BCE Loss Runtime Error

Hello,

I’m trying to train an adversarial network and I’m using BCELoss from PyTorch. I’ve provided the discriminator network, training code, error message snippet below. I’m training the network only for 5 epochs and there is no error generated for the initial 4 epochs but stuck into a runtime error at the fifth epoch. Any suggestions, please?

Discriminator Network

class Discriminator(nn.Module):
def init(self):
super(Discriminator, self).init()
self.Dconv1 = nn.Sequential(
nn.Conv2d(in_channels=128, out_channels=256, kernel_size=(1, 5)),
nn.LeakyReLU(negative_slope=0.2)
)

    self.Dconv2 = nn.Sequential(
        nn.Conv2d(in_channels=256, out_channels=512, kernel_size=(1, 3)),
        nn.LeakyReLU(negative_slope=0.2)
    )  
    

    self.Dfc1 = nn.Sequential(
        nn.Linear(in_features=1536, out_features=256),
        nn.LeakyReLU(negative_slope=0.2),
        nn.Dropout(),
        nn.Linear(in_features=256, out_features=1),
        nn.Sigmoid()
    )
   
    self._initialize_weights()

def _initialize_weights(self):
    for m in self.modules():
        if isinstance(m, nn.Conv2d):
            n = m.kernel_size[0] * m.kernel_size[1] * m.out_channels
            m.weight.data.normal_(0, math.sqrt(2. / n))
            if m.bias is not None:
                m.bias.data.zero_()
        elif isinstance(m, nn.BatchNorm2d):
            m.weight.data.fill_(1)
            m.bias.data.zero_()
        elif isinstance(m, nn.Linear):
            n = m.weight.size(1)
            m.weight.data.normal_(0, 0.01)
            m.bias.data.zero_()

def forward(self, input):
    out = self.Dconv1(input)
    out = self.Dconv2(out)
    out = out.reshape(-1, 512*1*3)
    out = self.Dfc1(out)
    return out

Training Code Snippet

        s1_length = len(s1_source)
        s2_length = len(s2_source)
        t_length= len(s1_target)
        logging.warning("Iteration: %d, S1 length: %d, S2 length: %d, Target length: %d", i, s1_length, s2_length, t_length)
        
        s1_error_fake = loss(s1_source, ones_target(s1_length))
        s1_error_real = loss(s1_target, zeros_target(t_length))
        s1_t_dis_loss = s1_error_fake + s1_error_real
        
        s2_error_fake = loss(s2_source, ones_target(s2_length))
        s2_error_real = loss(s2_target, zeros_target(t_length))
        s2_t_dis_loss = s2_error_fake + s2_error_real
        
        logging.warning("S1 Disc loss: %s, S2 Disc Loss: %s", s1_t_dis_loss.data, s2_t_dis_loss.data)

Error Message

146it [00:02, 53.81it/s]
146it [00:02, 56.52it/s]
146it [00:02, 57.55it/s]
42it [00:00, 58.23it/s]


RuntimeError Traceback (most recent call last)
in
63 logging.warning(“Iteration: %d, S1 length: %d, S2 length: %d, Target length: %d”, i, s1_length, s2_length, t_length)
64
—> 65 s1_error_fake = loss(s1_source, ones_target(s1_length))
66 s1_error_real = loss(s1_target, zeros_target(t_length))
67 s1_t_dis_loss = s1_error_fake + s1_error_real

~/anaconda3/lib/python3.7/site-packages/torch/nn/modules/module.py in call(self, *input, **kwargs)
491 result = self._slow_forward(*input, **kwargs)
492 else:
–> 493 result = self.forward(*input, **kwargs)
494 for hook in self._forward_hooks.values():
495 hook_result = hook(self, input, result)

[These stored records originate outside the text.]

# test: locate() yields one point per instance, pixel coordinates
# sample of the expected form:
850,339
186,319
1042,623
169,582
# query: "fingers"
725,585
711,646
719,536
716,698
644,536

~/anaconda3/lib/python3.7/site-packages/torch/nn/modules/loss.py in forward(self, input, target)
510 @weak_script_method
511 def forward(self, input, target):
–> 512 return F.binary_cross_entropy(input, target, weight=self.weight, reduction=self.reduction)
513
514

~/anaconda3/lib/python3.7/site-packages/torch/nn/functional.py in binary_cross_entropy(input, target, weight, size_average, reduce, reduction)
2111
2112 return torch._C._nn.binary_cross_entropy(
-> 2113 input, target, weight, reduction_enum)
2114
2115

RuntimeError: reduce failed to synchronize: device-side assert triggered

1

Hi! May be this helps:
https://github.com/pytorch/pytorch/issues/5560

You can also try to run your code on CPU, you will receive much more informative error message then.

Thank you for the link. I actually read through that link yesterday and as you can see in my discriminator class I’ve used a Sigmoid at the final output. I also used the target tensors using the following code snippet -

def ones_target(size):
‘’’
Tensor containing ones, with shape = size
‘’’
data = Variable(torch.ones(size, 1)).cuda(gpu_id)
return data

def zeros_target(size):
‘’’
Tensor containing zeros, with shape = size
‘’’
data = Variable(torch.zeros(size, 1)).cuda(gpu_id)
return data

I’m pretty sure, I’ve done all the fixes that link suggests. I’m now confused about what could be wrong. What really annoying is that the error generates after running few epochs!

Yes, it is confusing.
Did you try to print out the loss? May be it is goes to infinity or vanishes causing the overflow?